Discussion in 'Structured Educational Program' started by Willow, Oct 10, 2016.

  1. Willow

    Willow New Member

    Hi All,

    My main reason for learning about TMS was not to do with chronic back pain but far more to with chronic fatigue, IBS, depression and anxiety, back pain is a very minor issue for me however the whole TMS concept is just as relevant. When I read the article that accompanies Day 11 SEP http://www.runnersworld.co.za/injury-prevention/health-fitness/mind-over-matter/ (Mind Over Matter - Runner's World) with Dr. David Schechter it reminded me of a back injury that I sustained many years ago.

    I was about 11/12 yrs old and I had some cousins come over to visit me so I decided to play that good old game of pretending that my bed is a trampoline and we all had a go at doing somersaults etc. It was great fun until I took my turn and I didn't quite roll over far enough when I was doing a somersault and fell very badly. This was probably the most agonising pain I had ever felt in my life, I heard the cracks in my back as I fell and I was also badly winded so couldn't cry out. Absolute panic went through my mind, I don't think it has occurred to me until now that I must have thought I was going to die there and then. Thankfully the air came back into my lungs and I was relieved, my cousins (who are about the same age as me) didn't know what was happening or what to do but they too seemed relieved.

    My back was still in agony and I just felt scared and lonely because I didn't want to tell my parents about it because it was quite likely that I would have been told off for doing something so stupid. Their general attitude whenever I was ill was to trivialise it or dismiss it, I always felt as if I was putting them out when asking for basic help. It was frightening to be in such pain and to not know what the hell is going on, there was a great deal of pain in back for at least 6 weeks I seem to recall.

    This was yet another event that contributed to me being in a hypervigilant state and avoiding situations which may lead to pain and danger, I quote from the article "...“Fear can set off a fight-or-flight system. Your muscles tighten and you burn up resources like adrenaline and energy reserves...this puts you at a disadvantage, leading to premature fatigue and sluggish, inefficient running.”

    I have long been aware of this but learning about TMS has really driven the point home to me and thats why I stopped doing 'back bridging exercises' as soon as I first heard about this a few weeks ago and my back has been fine. Clearly the emotional pain and scars were far more significant than the considerable physical agony I had sufferred. Now it feels just great to know that fear can no longer hold me hostage, I am a free man.
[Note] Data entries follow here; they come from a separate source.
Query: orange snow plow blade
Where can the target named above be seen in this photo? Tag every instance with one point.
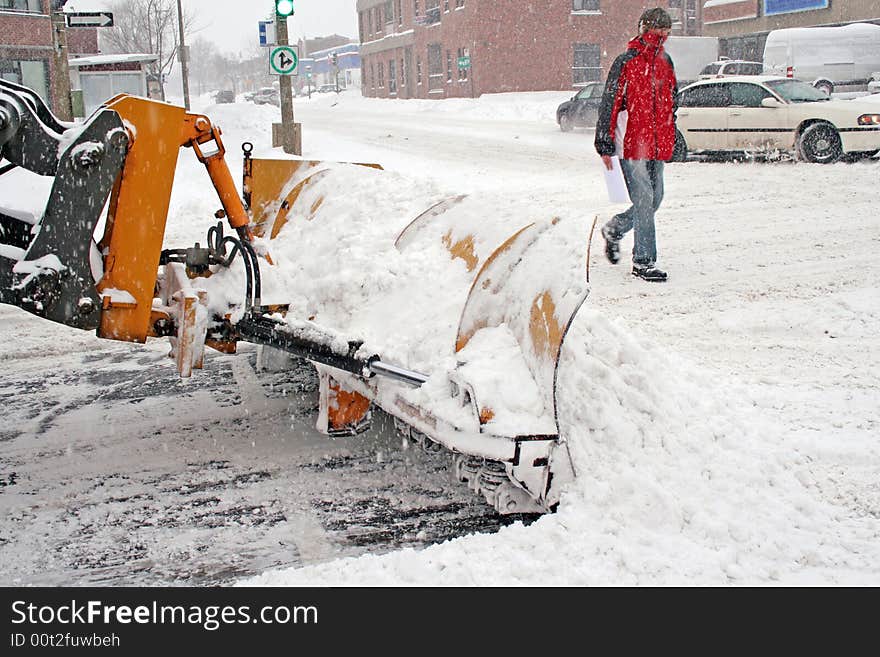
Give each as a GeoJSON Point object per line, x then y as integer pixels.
{"type": "Point", "coordinates": [493, 291]}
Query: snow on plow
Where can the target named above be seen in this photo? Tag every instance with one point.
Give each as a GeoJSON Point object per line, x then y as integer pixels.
{"type": "Point", "coordinates": [447, 312]}
{"type": "Point", "coordinates": [471, 296]}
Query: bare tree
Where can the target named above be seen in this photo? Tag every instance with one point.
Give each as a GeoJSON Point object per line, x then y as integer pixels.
{"type": "Point", "coordinates": [147, 26]}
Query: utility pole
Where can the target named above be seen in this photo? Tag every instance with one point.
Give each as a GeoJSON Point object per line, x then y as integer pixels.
{"type": "Point", "coordinates": [60, 87]}
{"type": "Point", "coordinates": [183, 55]}
{"type": "Point", "coordinates": [291, 137]}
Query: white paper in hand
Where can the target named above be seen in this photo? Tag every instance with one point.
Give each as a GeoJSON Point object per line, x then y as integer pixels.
{"type": "Point", "coordinates": [617, 192]}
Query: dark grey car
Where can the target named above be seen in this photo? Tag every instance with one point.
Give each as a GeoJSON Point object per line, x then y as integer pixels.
{"type": "Point", "coordinates": [582, 110]}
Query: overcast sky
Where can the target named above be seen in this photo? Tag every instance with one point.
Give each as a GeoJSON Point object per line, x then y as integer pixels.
{"type": "Point", "coordinates": [232, 24]}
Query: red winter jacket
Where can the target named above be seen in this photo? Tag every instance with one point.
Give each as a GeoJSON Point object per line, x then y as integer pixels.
{"type": "Point", "coordinates": [642, 82]}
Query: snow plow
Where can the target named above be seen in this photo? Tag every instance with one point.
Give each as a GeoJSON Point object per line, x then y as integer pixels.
{"type": "Point", "coordinates": [451, 319]}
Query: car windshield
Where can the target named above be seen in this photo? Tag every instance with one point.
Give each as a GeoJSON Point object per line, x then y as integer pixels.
{"type": "Point", "coordinates": [795, 91]}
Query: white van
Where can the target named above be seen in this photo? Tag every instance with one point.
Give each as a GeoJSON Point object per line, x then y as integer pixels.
{"type": "Point", "coordinates": [831, 58]}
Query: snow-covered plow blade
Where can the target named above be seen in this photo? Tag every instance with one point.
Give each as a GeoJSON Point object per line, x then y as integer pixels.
{"type": "Point", "coordinates": [470, 303]}
{"type": "Point", "coordinates": [448, 312]}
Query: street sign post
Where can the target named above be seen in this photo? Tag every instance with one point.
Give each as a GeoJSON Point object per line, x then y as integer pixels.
{"type": "Point", "coordinates": [267, 33]}
{"type": "Point", "coordinates": [90, 19]}
{"type": "Point", "coordinates": [283, 60]}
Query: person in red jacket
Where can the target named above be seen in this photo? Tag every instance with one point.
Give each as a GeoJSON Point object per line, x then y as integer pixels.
{"type": "Point", "coordinates": [637, 123]}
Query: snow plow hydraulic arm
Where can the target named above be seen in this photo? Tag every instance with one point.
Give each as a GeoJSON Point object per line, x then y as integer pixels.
{"type": "Point", "coordinates": [127, 151]}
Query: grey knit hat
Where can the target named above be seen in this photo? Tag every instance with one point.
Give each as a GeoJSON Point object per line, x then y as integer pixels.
{"type": "Point", "coordinates": [655, 19]}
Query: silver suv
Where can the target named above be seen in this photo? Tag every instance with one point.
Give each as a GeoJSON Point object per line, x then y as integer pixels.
{"type": "Point", "coordinates": [726, 67]}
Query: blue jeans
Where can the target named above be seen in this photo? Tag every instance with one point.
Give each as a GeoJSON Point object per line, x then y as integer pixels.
{"type": "Point", "coordinates": [644, 180]}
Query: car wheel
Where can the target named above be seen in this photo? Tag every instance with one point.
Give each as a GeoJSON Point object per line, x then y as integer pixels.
{"type": "Point", "coordinates": [679, 151]}
{"type": "Point", "coordinates": [825, 85]}
{"type": "Point", "coordinates": [820, 142]}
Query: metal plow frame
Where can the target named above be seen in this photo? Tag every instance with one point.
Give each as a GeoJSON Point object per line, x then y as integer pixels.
{"type": "Point", "coordinates": [516, 472]}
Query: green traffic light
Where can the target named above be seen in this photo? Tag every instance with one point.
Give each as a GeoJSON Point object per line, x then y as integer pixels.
{"type": "Point", "coordinates": [284, 7]}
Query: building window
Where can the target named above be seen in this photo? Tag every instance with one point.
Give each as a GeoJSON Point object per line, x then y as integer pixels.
{"type": "Point", "coordinates": [432, 12]}
{"type": "Point", "coordinates": [31, 6]}
{"type": "Point", "coordinates": [392, 78]}
{"type": "Point", "coordinates": [435, 66]}
{"type": "Point", "coordinates": [587, 63]}
{"type": "Point", "coordinates": [30, 73]}
{"type": "Point", "coordinates": [585, 5]}
{"type": "Point", "coordinates": [462, 72]}
{"type": "Point", "coordinates": [389, 14]}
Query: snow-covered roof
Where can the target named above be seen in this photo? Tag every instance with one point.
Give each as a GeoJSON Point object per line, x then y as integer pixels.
{"type": "Point", "coordinates": [96, 60]}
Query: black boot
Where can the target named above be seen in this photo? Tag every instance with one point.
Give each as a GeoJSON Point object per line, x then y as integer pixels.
{"type": "Point", "coordinates": [612, 245]}
{"type": "Point", "coordinates": [649, 273]}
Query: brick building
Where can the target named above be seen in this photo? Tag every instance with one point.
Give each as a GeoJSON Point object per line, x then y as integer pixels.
{"type": "Point", "coordinates": [413, 48]}
{"type": "Point", "coordinates": [27, 47]}
{"type": "Point", "coordinates": [743, 25]}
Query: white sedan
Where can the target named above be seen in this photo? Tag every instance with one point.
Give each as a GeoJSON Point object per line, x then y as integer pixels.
{"type": "Point", "coordinates": [768, 114]}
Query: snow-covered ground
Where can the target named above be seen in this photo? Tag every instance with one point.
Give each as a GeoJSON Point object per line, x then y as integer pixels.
{"type": "Point", "coordinates": [724, 426]}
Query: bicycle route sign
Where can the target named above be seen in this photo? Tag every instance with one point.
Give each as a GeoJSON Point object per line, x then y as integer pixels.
{"type": "Point", "coordinates": [283, 60]}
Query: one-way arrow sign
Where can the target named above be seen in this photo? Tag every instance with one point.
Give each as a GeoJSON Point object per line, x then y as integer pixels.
{"type": "Point", "coordinates": [90, 19]}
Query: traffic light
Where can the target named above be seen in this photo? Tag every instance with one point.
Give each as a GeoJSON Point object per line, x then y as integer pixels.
{"type": "Point", "coordinates": [284, 7]}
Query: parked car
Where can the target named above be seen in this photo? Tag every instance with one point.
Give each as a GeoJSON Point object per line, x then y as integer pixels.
{"type": "Point", "coordinates": [727, 67]}
{"type": "Point", "coordinates": [840, 58]}
{"type": "Point", "coordinates": [267, 96]}
{"type": "Point", "coordinates": [224, 96]}
{"type": "Point", "coordinates": [753, 114]}
{"type": "Point", "coordinates": [582, 109]}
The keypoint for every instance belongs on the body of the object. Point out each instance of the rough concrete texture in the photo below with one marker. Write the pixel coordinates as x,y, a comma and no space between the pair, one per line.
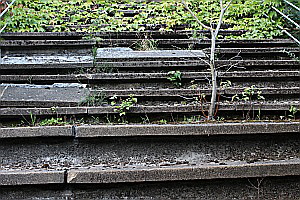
188,63
146,76
255,50
71,65
113,54
23,43
45,59
45,131
45,96
167,108
186,129
190,92
280,168
31,177
270,188
223,43
146,152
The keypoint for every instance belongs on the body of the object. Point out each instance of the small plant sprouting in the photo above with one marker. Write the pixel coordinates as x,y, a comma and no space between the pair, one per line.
175,77
293,110
162,121
31,122
291,55
94,99
123,106
226,84
52,122
247,96
248,93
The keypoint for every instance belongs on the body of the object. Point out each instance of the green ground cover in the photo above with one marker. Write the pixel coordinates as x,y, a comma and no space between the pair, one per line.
105,15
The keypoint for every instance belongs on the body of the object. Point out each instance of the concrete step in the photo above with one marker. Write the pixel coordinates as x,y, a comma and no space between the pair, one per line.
133,130
198,43
245,188
113,154
64,95
52,43
144,76
142,109
111,34
153,65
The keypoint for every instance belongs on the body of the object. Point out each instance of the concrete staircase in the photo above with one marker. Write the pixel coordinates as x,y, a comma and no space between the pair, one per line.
162,148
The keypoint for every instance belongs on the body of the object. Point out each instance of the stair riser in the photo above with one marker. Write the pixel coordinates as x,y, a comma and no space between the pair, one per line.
270,188
146,152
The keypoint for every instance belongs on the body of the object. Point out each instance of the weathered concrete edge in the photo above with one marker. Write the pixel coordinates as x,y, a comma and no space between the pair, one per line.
31,177
10,111
87,131
186,129
42,131
281,168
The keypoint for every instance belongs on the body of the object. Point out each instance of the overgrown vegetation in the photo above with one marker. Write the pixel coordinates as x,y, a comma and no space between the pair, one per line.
175,77
123,106
105,15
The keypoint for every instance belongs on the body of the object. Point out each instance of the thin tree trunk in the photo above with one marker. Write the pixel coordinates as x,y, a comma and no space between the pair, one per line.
213,99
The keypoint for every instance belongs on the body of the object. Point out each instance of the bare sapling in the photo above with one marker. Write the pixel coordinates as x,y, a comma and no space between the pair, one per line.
214,36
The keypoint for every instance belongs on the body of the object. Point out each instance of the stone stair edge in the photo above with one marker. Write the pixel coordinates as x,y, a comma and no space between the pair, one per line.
204,172
132,130
142,109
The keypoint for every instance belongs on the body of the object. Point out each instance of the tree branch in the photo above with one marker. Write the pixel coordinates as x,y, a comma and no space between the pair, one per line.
195,17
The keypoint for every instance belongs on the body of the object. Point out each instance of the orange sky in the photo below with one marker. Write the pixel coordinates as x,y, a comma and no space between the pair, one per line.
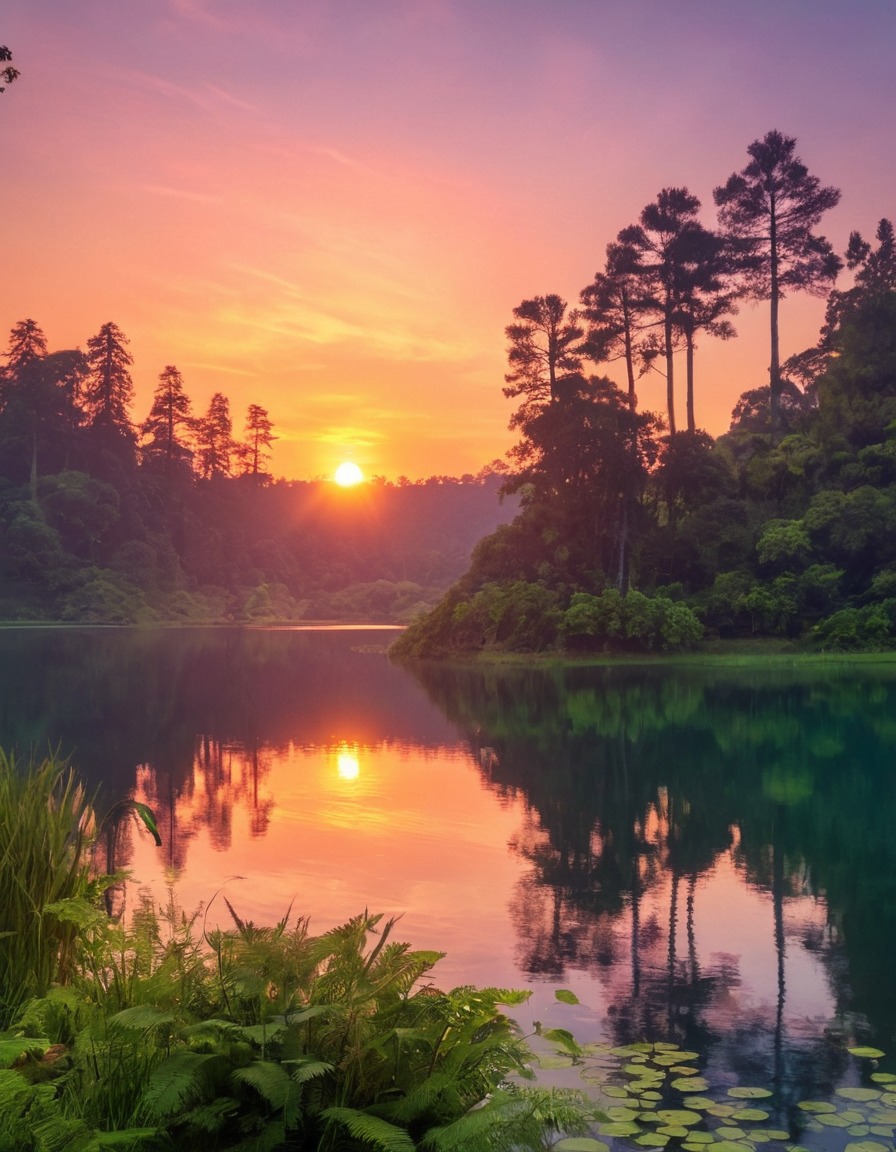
331,207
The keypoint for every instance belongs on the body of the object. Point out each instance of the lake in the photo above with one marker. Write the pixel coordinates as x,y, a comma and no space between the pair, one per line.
703,856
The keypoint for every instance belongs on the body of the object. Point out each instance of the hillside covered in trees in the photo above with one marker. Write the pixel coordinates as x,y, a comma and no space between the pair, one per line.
636,533
103,521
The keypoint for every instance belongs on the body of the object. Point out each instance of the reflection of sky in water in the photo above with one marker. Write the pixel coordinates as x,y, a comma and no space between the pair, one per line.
412,831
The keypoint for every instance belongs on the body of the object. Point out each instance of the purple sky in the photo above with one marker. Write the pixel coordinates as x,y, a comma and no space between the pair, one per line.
331,209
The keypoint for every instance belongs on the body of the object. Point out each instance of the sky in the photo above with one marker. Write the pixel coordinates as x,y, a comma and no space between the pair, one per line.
331,207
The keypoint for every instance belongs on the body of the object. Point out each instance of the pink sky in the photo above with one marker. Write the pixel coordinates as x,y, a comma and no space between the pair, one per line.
329,207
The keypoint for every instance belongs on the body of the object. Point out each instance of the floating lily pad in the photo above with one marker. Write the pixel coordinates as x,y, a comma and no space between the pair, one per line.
581,1144
833,1120
678,1118
621,1114
619,1128
566,997
860,1093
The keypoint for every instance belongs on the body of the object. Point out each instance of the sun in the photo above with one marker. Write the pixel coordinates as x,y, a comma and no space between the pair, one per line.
347,475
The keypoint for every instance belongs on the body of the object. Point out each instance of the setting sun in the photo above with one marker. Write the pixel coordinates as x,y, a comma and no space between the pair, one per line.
348,474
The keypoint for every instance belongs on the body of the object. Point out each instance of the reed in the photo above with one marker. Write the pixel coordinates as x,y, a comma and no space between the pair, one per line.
46,831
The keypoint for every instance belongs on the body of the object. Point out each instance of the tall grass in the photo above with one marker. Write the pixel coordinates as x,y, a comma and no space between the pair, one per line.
46,825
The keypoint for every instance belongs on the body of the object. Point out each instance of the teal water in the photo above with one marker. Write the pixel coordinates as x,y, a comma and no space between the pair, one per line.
705,857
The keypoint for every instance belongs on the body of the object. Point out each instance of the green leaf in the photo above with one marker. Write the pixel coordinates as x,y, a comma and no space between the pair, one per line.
568,998
371,1129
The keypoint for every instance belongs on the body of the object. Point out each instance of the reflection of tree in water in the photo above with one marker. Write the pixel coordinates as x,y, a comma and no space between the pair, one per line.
639,785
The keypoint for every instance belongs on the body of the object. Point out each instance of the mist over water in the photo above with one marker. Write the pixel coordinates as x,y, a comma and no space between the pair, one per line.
703,856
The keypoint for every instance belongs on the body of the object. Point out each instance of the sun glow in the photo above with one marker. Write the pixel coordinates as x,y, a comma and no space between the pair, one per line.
347,475
347,766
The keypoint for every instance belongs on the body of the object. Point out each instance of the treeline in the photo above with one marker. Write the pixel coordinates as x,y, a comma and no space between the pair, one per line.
637,535
106,520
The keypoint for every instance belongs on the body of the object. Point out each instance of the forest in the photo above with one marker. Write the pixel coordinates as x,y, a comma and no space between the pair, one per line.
177,520
638,535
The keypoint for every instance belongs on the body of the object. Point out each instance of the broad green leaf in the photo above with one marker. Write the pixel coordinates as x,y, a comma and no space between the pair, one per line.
566,997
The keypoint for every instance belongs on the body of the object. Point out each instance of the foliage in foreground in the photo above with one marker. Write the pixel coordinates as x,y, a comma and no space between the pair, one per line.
166,1035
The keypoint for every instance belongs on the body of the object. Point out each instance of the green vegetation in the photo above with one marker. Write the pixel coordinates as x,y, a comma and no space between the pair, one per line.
633,536
165,1033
  2. Walt Oleksy (RIP 2021)

    Walt Oleksy (RIP 2021) Beloved Grand Eagle

    Hi, Willow. You've done a great job of reflecting on the repressed emotions of your boyhood back pain. I'm glad the back pain is gone, but sorry you have the other symptoms. Fatigue, IBS, Depression, and anxiety are familiar to me and many others. They are also typical symptoms of TMS. We are all living in very stressful times and those can add to our personal repressed emotions.

    Deep breathing, positive affirmations, total belief that TMS will make us healthier and happier are the things you need to do. Watch as little TV news as you can since it is so depressing. Try to find ways to relax that do not involve watching electronic devices, or keep that to a minimal. Listen to music you like, read a good book, watch a funny movie. Be grateful for all the good things and people in your life. Live in the present moment, not the past or future.
  3. Willow

    Willow New Member

    Dealing with the present moment is I think the most powerful tool I have available.